What is GNSS and how does it work?
GNSS is often mentioned in connection with PNT. PNT or positioning, navigation, and timing is a broad term used to describe services and systems that provide positioning, navigation and timing capabilities. GNSS is a flavor of PNT service.
Let’s break it down. GNSS stands for Global Navigation Satellite System, which NASA describes as “a space geodesy technique that provides autonomous geospatial positioning with global coverage.” In other words, these are satellite constellations that send global positioning data to a wide range of applications helping pinpoint the locations of objects, static or moving. The signals are freely available for consumer and commercial applications, and encrypted for government and other critical use cases.
Here’s how it works. The satellites are deployed in medium Earth orbit (MEO) from where they broadcast signals containing data to devices. Embedded GNSS receivers in the devices receive and process the data, computing the position of an object relative to the world, time-stamping the events with an approximate 10 nanoseconds of precision.
The process of positioning works across latitude, longitude, and altitude through trilateration. One satellite points to a broad circular area — approximately 35% of the Earth’s surface — where the receiver is located, a second satellite narrows it down to where two circles intersect, and a third satellite pinpoints the precise location where all three circles intersect. A fourth satellite then adds height, allowing the system to calculate altitude as well as position.
History
The GNSS constellations that are in orbit today are: the U.S. Global Positioning System or GPS constellation, developed by the U.S. Department of War (formerly Department of Defense), that has 24 satellites in orbit; Galileo, created and operated by the European Union, and has 26 satellites; the Russian GLONASS, the second operating constellation to provide global coverage, with 25 satellites; and BeiDou or BDS, owned and operated by the Chinese National Space Administration, with 35 satellites.
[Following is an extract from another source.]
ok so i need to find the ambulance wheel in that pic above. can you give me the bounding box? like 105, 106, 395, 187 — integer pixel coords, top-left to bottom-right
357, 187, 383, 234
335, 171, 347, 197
Additionally, there are two other regional satellite systems — one in Japan called QZSS, and the other in India called NavIC. All of these are medium Earth orbit (MEO) satellites.
The U.S. GPS system was the first of its kind, and as others joined, the term GNSS was coined as an umbrella term to describe this kind of satellite systems. So GPS may be a more commonly used term, but GNSS is the accurate name for the type of service.
Applications
GNSS data is used in a multitude of applications, starting with the military, which is what the first systems were designed for. The data was supposed to be used by military personnel for location awareness.
But soon the technology found its way into an array of civilian and commercial applications. Today, it underpins everything from cars and construction, to shipping, aerospace, agriculture, transportation, and financial systems.
At a high level, GNSS data enables lane-level positioning in autonomous driving; provides high-precision time synchronization in cellular networks and trading platforms; it supports crop mapping and resource optimization in precision agriculture; and in survey and mapping, highly-accurate GNSS data is used for geodetic control, land surveying, and infrastructure monitoring.
GNSS still continues to be a key enabler in the defense sector where troops use GNSS information to track movements of potential targets, feed situational awareness systems, and inform weapon systems.
The Office of Space Commerce estimates that GPS generated $1.4 trillion in the U.S. between its deployment in the 1980s and 2019. However, the study suggests that an outage could potentially cost as much as $1 billion a day, underscoring the extent to its technological dependence.